We consider original, previously unpublished poetry. Please send no more than four poems at a time to email@example.com. Write “poetry submission” in the subject field and paste your submission in the body of the email. Attachments will be deleted unopened. We will do our best to respond in a prompt manner, usually no more than eight weeks.
Please send a brief bio and a description of your work to firstname.lastname@example.org. Write “visual art” in the subject line. Do not send samples of your work until you hear from us.
Meeting House acquires exclusive first-time Internet rights for all works it publishes. All web content is archived. All other rights, including the right to publish in print form, revert to contributors.
By submitting your original work to Meeting House, you verify that you have read the guidelines on this page. By publishing your original work with Meeting House, you acknowledge that you understand and agree to Meeting House’s terms of publication.

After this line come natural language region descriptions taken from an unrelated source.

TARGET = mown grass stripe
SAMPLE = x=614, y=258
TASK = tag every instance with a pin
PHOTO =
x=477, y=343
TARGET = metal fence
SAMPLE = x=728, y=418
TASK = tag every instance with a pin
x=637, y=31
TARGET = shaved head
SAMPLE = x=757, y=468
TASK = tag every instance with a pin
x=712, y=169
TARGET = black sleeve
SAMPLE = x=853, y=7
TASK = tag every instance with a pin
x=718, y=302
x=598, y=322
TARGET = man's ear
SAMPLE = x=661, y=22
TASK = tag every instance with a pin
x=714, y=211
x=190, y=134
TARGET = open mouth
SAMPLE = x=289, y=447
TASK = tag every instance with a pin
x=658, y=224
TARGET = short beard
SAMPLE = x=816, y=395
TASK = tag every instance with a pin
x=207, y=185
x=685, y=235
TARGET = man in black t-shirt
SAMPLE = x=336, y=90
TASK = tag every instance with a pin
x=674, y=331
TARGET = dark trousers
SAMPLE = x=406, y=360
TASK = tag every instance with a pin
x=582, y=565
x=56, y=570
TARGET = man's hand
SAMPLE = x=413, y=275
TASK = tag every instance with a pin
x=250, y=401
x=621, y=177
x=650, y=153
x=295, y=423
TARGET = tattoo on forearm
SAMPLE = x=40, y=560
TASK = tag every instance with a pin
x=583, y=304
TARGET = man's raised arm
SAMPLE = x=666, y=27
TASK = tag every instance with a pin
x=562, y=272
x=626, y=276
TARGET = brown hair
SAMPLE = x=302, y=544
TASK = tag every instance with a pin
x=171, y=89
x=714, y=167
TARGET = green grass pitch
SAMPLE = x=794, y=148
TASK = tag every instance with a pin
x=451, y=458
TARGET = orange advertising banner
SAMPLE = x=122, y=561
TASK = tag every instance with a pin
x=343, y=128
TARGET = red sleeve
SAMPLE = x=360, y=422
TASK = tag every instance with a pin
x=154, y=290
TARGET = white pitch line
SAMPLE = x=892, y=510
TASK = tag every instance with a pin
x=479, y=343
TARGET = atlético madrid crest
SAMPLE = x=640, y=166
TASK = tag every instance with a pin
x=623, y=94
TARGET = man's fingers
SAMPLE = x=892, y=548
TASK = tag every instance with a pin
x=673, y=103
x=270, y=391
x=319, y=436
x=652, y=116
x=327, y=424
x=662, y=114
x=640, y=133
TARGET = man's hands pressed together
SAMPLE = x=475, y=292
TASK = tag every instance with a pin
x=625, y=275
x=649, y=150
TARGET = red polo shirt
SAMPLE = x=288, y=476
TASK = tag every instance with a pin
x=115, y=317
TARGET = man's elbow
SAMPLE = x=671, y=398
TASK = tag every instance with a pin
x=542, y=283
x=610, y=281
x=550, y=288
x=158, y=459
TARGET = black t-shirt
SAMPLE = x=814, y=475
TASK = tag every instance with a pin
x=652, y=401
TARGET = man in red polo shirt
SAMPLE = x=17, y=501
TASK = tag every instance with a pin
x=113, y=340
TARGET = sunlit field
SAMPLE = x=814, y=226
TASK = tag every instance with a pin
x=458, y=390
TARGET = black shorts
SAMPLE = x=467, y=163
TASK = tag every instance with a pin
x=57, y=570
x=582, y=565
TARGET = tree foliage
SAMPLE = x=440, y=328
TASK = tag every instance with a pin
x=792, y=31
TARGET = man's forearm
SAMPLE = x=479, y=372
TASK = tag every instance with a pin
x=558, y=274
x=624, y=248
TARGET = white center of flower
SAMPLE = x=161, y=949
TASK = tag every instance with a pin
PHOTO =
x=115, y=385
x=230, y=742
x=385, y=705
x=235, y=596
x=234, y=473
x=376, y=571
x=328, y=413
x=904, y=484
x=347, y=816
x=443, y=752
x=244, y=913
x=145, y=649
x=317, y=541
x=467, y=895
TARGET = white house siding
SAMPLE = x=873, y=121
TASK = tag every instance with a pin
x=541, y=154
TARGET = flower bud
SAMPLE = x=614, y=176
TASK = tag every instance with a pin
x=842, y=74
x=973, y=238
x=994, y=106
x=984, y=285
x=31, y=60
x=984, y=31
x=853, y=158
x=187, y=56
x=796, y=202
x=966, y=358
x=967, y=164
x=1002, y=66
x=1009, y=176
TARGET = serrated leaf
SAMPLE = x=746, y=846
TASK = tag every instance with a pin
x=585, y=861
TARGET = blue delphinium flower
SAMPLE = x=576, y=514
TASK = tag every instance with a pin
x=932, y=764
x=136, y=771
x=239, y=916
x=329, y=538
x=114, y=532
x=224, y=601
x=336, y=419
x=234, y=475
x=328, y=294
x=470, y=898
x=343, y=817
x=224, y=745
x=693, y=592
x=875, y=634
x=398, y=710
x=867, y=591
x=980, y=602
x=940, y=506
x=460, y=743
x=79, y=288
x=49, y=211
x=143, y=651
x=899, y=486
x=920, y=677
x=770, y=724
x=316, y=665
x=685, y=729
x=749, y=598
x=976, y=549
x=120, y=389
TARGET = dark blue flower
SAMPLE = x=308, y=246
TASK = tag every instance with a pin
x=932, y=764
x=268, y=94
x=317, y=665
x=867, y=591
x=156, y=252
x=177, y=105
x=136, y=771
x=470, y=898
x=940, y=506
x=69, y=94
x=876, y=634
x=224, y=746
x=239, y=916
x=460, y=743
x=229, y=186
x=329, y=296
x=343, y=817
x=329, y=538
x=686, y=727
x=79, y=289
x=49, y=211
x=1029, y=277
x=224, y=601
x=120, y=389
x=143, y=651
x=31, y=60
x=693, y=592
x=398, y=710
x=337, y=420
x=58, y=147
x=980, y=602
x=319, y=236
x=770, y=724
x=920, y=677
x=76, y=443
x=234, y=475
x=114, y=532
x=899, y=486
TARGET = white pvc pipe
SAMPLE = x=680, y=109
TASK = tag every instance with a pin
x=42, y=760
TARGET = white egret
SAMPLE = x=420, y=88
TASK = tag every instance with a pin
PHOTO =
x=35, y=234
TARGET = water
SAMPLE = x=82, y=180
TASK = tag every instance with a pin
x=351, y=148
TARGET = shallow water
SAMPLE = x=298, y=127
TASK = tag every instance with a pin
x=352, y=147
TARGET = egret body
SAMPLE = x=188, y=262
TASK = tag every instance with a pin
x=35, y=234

Readers of Meeting House have sorely missed this delightful journal of literature. I was introduced to the site by a neighbor who had moved to my Baltimore neighborhood from Maine. My New England neighbors stayed only a year before they moved abroad. I believe I repaid their recommendation with a different recommendation of my own considering the effusive thank you email I received six months later. They were looking for a moving company in Maryland that could handle an international move. I suggested Von Paris Moving & Storage which is a well regarded moving company right here in Baltimore. Their email said that Von Paris couldn't have been more helpful on their complicated move. I think its a no brainer to recognize that international relocations take a great deal of time and effort to coordinate and often require two to three months or more of preparation and planning for that overseas move. Well apparently their move was not a nightmare and they were now living in Great Britain. We both commiserated over the demise of the Meeting House journal, but felt we were lucky to have nejoyed it anyway for several years. The content above is a nostalgic reminder.